Pensioners are treated far more sympathetically by Revenue than workers. They can earn up to €18,000 p.a. (€36,000 for a couple) before paying any income tax, while USC and PRSI are reduced or removed also.

But, warns Andrew Fahy of Investec, if you're looking to supplement your income in other ways, you need to be careful. "A lot of people are advised to invest lump sums into policies with life insurance companies to provide extra income. But these are taxed at 41pc on the gain, which is very high. You have to consider other options, like investment trusts where the tax treatment is different, by getting specialist advice."

Using equity in the family home to downsize and provide an income is popular. Moving to a smaller manageable property cuts property tax, heating bills and maintenance.

However, buying a second house to rent can be fraught, says Fahy. "It's lots of hassle - there's income tax on the full rental income as there's no mortgage. Typically we see more astute people with an investment portfolio of REITs [real estate investment trust] instead, rather than one house if they want property."

Your health is your wealth

Health becomes a priority as we get older and if you have private health insurance, now is the time to start reviewing it.

Dermot Goode of TotalHealthCover.ie says older people should consider changing elements of their plan in their 50s to ensure quality cover when they retire.

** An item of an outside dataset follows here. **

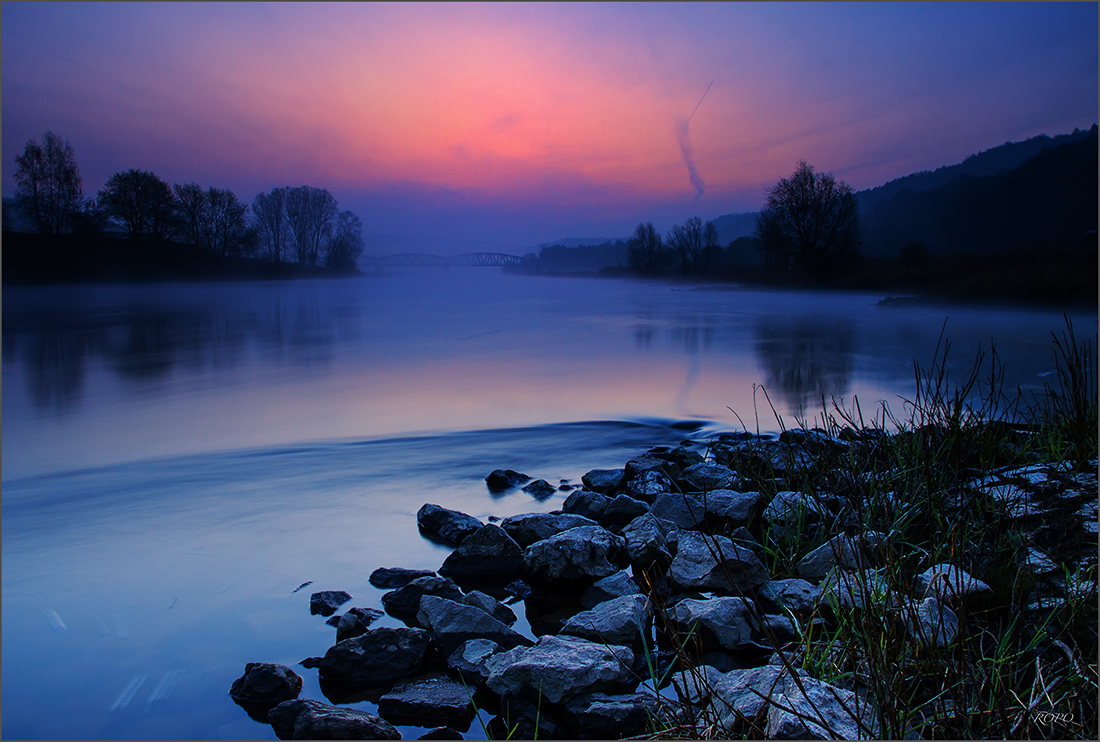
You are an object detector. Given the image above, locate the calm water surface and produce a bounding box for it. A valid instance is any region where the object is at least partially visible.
[2,269,1082,739]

"Firstly, it's important to recognise that you need to spend €1,250-€1,450 per adult, per year. The days of getting good cover for €800 are over. If you need to upgrade, there'll be a two-year waiting list for the increased benefits to kick in - so now, while you're healthy, is the time to start.

Reduce the level of excess on your plan - it's often set at €250, but day case-procedures will start popping up, and you don't want to pay that much. Drop it to €75 or €100.

"Consider what kind of hospital accommodation you want should you need it," he adds. "Many older people don't like sharing in a multi-occupancy room - they want their own bathroom, private space for visitors and the TV. That means a private room in a private hospital, as you have little or no chance of getting one in public. A decent Corporate plan costing €1,330-€1,400 will give it to you."

He adds: "Corporate plans with increased out-patient expenses are excellent - you'll get €50 or €75 back for every GP, physio or consultant visit."

Next, if you still have adult children on your plan, get them off! They'll stay there, with you paying full price when they should be getting their own policy. If they're working, their company might provide health cover, so you're wasting money."

Older people are more likely to have orthopaedic and ophthalmic procedures. "Private hospitals are doing lots of deals on this, if you have decent cover," says Goode.